Qui doit réaliser l’AIPD ?

La responsabilité incombe au responsable de traitement (Art. 35(1)). En pratique, la réalisation peut être déléguée à un chef de projet, au DPO, ou à un consultant externe, mais la responsabilité juridique reste celle du responsable de traitement. L’Art. 35(2) impose que le DPO soit consulté lorsqu’il a été désigné — son avis doit être recueilli et documenté, même s’il n’est pas liant.

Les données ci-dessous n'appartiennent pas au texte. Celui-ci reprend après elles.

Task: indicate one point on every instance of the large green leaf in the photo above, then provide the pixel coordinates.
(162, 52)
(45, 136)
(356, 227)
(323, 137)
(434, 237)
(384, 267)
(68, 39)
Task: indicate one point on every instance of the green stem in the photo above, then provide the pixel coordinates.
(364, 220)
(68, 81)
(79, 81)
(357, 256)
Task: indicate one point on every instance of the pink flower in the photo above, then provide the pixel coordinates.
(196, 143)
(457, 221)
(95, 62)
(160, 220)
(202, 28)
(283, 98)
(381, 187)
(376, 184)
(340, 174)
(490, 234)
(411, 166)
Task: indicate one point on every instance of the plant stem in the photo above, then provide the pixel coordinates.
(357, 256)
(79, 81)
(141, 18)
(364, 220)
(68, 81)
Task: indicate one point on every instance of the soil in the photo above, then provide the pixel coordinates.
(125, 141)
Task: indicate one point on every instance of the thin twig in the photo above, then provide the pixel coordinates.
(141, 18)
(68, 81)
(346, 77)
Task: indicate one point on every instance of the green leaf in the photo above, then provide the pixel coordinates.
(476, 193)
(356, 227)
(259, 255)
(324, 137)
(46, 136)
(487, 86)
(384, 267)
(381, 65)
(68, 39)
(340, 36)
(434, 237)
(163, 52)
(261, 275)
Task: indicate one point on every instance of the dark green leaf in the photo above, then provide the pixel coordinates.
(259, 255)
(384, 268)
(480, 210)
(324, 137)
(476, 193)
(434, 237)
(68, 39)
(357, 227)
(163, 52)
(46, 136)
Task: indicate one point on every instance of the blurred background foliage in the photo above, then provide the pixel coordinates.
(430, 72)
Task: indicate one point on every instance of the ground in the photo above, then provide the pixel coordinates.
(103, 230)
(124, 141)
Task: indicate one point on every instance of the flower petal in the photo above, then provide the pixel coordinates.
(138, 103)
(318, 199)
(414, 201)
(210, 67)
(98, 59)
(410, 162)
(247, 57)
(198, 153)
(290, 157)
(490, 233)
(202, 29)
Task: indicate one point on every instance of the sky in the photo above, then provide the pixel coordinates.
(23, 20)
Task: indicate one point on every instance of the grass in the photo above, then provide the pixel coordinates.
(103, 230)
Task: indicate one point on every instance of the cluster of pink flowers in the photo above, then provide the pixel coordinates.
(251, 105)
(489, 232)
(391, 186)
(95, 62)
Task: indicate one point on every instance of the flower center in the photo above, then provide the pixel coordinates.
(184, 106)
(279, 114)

Combien de temps prend une AIPD ?

Cela dépend fortement de la complexité du traitement. Pour un traitement relativement simple (vidéosurveillance standard, par exemple), comptez quelques jours de travail. Pour un système d’IA traitant des données de santé à grande échelle, l’AIPD peut s’étendre sur plusieurs semaines, avec des allers-retours entre les équipes techniques, juridiques et métier. Le facteur le plus chronophage n’est généralement pas la rédaction elle-même, mais la collecte des informations nécessaires à la description du traitement et l’identification des mesures de sécurité existantes.